ボール遊びができる前提で注意を呼びかける下平間春風公園の看板(川崎市提供)

 市みどりの管理課の担当者は「看板の厳しい表現で『すべてのボール遊びが禁止』と誤解を招き、のびのびとボール遊びをすることもできなくなっている」と見解を示す。市は2020年度以降、「ボールをフェンスや壁にぶつけないように遊びましょう」「早朝・夜間のボール遊びは、近所に迷惑をかけるのでやめましょう」「ボール遊びは、まわりの迷惑にならないように注意して、ゆずりあって行いましょう」と、ボール遊びができることを前提とした表現の看板に更新を進めている。

近隣住民へ理解を促しつつ看板を更新中

 だが禁止看板は2024年度末時点で約260カ所に残っており、昨年12月の市議会では那須野純花(あやか)議員(川崎・維新)が「看板の更新が進まず、依然として禁止表記が残っていることで、市民の正しい理解を妨げている」と指摘。

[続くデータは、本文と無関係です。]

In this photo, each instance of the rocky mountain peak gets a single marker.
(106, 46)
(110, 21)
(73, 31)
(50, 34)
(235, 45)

河合征生建設緑政局長は「(看板撤去への)地域の理解を十分に得ることが難しく、慎重に対応している」と答えた。

 市みどりの管理課の担当者は「このままでいいとは思っていない。ボール遊びのマナー向上を働きかけつつ、周辺住民にも理解を促し、みんなが公園を楽しく使えるようにしていきたい」としている。